Zum Hintergrund: Wir sind ein Wiedereinsteiger mit langjähriger Erfahrung und eine fortgeschrittene Anfängerin, die zusammen mehrmals pro Woche mehrere Stunden üben. Neben unserem alten Yamaha YTS-62 spielen wir derzeit zwei sehr günstige Instrumente von Thomanns Hausmarke Startone und wollten uns nun nach einem Jahr intensivem Üben ein Upgrade gönnen.
Vom Yanagisawa A-WO10 hatten wir viel Gutes gelesen. Vor allem interessierten uns die Besonderheiten, die es von den meisten Konkurrenten und insbesondere auch vom günstigeren Modell A-WO1 abheben, wie die Verbindung zwischen Cis und B, die doppelten Ärmchen an der C und B-Klappe sowie der Hals mit Underslung Octave Key Mechanism.
Das Positive vorweg: Das Instrument scheint wirklich tadellos verarbeitet, geschweisst und lackiert zu sein, sicher sauberer als unsere Startone-Hörner und vergleichbar mit dem YTS-62. Die Mechanik ist sehr leichtgängig, die Tasten liegen etwas näher zusammen als bei anderen Instrumenten und passen damit sehr gut in unsere eher kleinen Hände, insbesondere die Pinky Keys liegen perfekt unter den Fingern und sind leicht zu drücken. Ergonomisch ist das Saxophon für uns sehr angenehm zu spielen.
Nicht zufrieden sind wir indessen mit den Klangeigenschaften. Dies beginnt bei einem deutlich höheren Blaswiderstand, als wir es von unseren Startone-Instrumenten gewöhnt sind. Damit hängt vermutlich zusammen, das der Sound sehr neutral, zentriert und trocken rüberkommt, also wenig Spielraum für Modulation lässt. Für Klassik mag dies vielleicht erwünscht sein, für Jazz, Rock, Pop oder Funk scheint es uns hingegen eher hinderlich. Jedes Mal, wenn ich vom Yani zurück auf das Startone wechsle, fühle ich mich musikalisch richtig befreit, das Instrument lädt zum Schreien und Flüstern ein und weckt in mir die Spielfreude, wohingegen sich das Spielen auf dem Yanagisawa fast nach einer Pflichtübung anfühlt.
Die Intonation ist zwar beim oft problematischen mittleren Cis etwas besser als bei unserem Startone, dafür ist auf dem Yanigasawa der Übergang über die Oktavklappe zum mittleren D zu hoch und das mittlere A klingt "tot", also matter und dumpfer bzw. gequälter als die umliegenden Töne.
Wir haben verschiedene Mundstücke ausprobiert, die uns bei unserem Startone alle gut gefallen, beim Yanagisawa hingegen seltsam leblos klingen und teilweise schwer anzuhören sind.

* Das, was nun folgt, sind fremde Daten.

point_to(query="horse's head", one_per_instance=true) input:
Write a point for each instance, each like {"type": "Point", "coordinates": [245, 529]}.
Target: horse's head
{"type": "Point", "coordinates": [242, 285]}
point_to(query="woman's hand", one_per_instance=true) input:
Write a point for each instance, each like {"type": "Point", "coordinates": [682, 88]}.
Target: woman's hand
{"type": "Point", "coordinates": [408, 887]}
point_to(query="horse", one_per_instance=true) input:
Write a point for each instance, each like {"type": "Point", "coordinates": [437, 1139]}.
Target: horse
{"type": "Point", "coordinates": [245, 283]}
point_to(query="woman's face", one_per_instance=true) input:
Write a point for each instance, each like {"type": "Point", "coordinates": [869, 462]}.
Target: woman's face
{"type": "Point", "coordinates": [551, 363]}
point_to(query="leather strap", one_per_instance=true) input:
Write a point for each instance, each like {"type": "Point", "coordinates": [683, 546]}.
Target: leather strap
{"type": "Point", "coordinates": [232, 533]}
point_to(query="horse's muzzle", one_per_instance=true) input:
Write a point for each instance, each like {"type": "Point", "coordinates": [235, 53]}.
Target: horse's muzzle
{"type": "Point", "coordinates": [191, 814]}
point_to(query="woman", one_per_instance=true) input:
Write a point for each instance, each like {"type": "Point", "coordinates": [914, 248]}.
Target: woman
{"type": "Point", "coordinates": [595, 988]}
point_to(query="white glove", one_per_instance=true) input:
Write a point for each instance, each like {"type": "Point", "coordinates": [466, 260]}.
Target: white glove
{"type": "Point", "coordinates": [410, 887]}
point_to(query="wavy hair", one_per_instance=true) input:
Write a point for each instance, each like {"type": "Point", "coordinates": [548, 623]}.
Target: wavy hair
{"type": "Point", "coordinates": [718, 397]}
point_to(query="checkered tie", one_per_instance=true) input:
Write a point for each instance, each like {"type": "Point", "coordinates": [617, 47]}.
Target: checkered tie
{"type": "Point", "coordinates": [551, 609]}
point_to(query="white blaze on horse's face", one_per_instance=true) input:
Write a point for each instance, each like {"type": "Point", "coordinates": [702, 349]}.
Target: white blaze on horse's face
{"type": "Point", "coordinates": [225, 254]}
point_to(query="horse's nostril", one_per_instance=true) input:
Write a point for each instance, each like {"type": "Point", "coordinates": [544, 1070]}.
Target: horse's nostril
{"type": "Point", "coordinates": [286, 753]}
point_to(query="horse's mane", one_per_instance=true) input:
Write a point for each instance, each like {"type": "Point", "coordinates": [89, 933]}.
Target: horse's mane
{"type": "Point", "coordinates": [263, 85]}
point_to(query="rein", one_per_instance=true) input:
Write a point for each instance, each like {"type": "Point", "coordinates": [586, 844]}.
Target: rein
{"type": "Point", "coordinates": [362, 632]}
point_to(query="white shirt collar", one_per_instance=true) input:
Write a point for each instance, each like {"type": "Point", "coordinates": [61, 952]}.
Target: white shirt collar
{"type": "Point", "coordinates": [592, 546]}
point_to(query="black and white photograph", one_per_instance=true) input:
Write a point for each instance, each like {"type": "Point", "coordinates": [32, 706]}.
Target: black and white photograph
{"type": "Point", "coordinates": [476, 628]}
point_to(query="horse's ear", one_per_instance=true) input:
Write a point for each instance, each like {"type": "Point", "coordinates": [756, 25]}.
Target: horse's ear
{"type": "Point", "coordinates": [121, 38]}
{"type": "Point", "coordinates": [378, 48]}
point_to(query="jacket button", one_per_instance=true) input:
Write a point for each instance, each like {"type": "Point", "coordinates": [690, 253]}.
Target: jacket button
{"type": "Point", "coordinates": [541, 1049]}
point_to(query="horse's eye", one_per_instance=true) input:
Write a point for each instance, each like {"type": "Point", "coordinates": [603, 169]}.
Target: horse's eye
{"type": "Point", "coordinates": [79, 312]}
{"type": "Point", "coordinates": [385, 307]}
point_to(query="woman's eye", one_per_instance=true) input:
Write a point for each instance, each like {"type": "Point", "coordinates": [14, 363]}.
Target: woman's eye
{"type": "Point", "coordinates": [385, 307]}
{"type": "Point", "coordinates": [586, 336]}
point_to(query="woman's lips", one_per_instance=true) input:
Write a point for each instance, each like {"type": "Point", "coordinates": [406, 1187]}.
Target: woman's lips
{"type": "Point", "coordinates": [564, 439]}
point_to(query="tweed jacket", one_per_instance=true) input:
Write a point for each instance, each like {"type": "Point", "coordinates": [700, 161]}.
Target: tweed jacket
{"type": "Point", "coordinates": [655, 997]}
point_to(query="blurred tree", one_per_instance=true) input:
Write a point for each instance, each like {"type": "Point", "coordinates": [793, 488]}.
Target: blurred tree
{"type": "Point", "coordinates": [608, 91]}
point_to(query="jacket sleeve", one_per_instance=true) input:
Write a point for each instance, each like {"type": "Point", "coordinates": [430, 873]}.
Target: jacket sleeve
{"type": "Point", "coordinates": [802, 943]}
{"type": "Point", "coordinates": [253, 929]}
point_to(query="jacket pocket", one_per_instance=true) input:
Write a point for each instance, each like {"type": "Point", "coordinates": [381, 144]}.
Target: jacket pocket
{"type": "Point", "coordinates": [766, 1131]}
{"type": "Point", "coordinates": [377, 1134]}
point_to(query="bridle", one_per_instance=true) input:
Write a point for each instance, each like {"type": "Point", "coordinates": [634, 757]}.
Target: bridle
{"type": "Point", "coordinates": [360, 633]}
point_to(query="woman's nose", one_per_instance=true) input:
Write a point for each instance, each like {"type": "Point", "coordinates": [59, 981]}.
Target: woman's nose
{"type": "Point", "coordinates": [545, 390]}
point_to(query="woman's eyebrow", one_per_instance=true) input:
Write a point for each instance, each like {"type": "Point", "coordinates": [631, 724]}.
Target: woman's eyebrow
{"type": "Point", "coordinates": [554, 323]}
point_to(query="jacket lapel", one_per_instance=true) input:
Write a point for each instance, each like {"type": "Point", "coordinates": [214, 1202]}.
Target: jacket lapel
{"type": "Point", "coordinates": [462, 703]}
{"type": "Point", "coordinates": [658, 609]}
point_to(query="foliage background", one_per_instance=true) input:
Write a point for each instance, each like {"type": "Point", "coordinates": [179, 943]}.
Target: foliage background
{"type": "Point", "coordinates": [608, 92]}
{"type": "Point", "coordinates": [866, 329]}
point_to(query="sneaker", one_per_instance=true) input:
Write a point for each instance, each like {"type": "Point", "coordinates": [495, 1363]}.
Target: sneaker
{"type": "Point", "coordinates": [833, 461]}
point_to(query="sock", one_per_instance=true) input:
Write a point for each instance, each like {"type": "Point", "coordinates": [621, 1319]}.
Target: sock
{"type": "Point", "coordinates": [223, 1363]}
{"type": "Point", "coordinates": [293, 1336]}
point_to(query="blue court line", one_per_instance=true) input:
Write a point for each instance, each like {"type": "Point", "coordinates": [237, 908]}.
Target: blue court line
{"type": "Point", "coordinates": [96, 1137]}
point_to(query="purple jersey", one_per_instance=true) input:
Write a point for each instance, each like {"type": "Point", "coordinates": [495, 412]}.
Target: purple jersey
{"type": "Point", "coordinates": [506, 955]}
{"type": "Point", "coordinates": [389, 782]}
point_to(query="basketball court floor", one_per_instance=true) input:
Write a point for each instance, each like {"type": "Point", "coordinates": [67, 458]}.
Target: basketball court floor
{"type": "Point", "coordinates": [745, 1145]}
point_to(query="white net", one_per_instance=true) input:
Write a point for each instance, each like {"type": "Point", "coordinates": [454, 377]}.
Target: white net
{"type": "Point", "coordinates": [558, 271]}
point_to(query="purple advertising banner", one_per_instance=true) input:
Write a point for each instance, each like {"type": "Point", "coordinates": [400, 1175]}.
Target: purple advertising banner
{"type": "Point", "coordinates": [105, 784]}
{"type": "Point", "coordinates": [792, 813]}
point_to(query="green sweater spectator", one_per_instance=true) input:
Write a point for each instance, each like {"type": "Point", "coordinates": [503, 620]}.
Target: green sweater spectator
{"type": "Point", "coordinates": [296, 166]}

Nicht zuletzt kommt uns das mitgelieferte Yanagisawa-Mundstück klanglich abgestumpft vor. Mit unserem USA Meyer 7J Jazz Metal - sonst unser Lieblingsmundstück - geht die Intonation in alle Richtungen. Das beste Resultat für unseren Geschmack erzielt demgegenüber ein USA Meyer New York Alto Sax 6M, das dem Yani etwas Leben einhaucht.
Abschliessend sei erwähnt, dass uns auch der mitgelieferte Koffer nicht zusagt. Ausreichend geschützt würde das Instrument doch auch durch ein leichteres und handlicheres Case. Ebenfalls unbefriedigend empfinden wir die spärlichen Accessoires; in diesem Preissegment könnte man vielleicht schon Durchziehwischer und einen anständigen Gurt mit Polster und Distanzhalter beilegen (bei unserem war das aufgeleimte Yanagisawa-Signet bei der Ankunft abgefallen).
Diese Schilderungen beruhen natürlich auf unseren subjektiven Eindrücken und limitierten Vergleichsmöglichkeiten. Uns ist bewusst, dass das Yanagisawa A-WO10 für viele Saxophonistinnen und Saxophonisten ein Traum darstellt. Für uns passt es hingegen - abgesehen von der Ergonomie - nicht so richtig; leider will keine richtige Spielfreude aufkommen. Zumindest in unserem Fall erwies sich teurer also nicht unbedingt als "besser".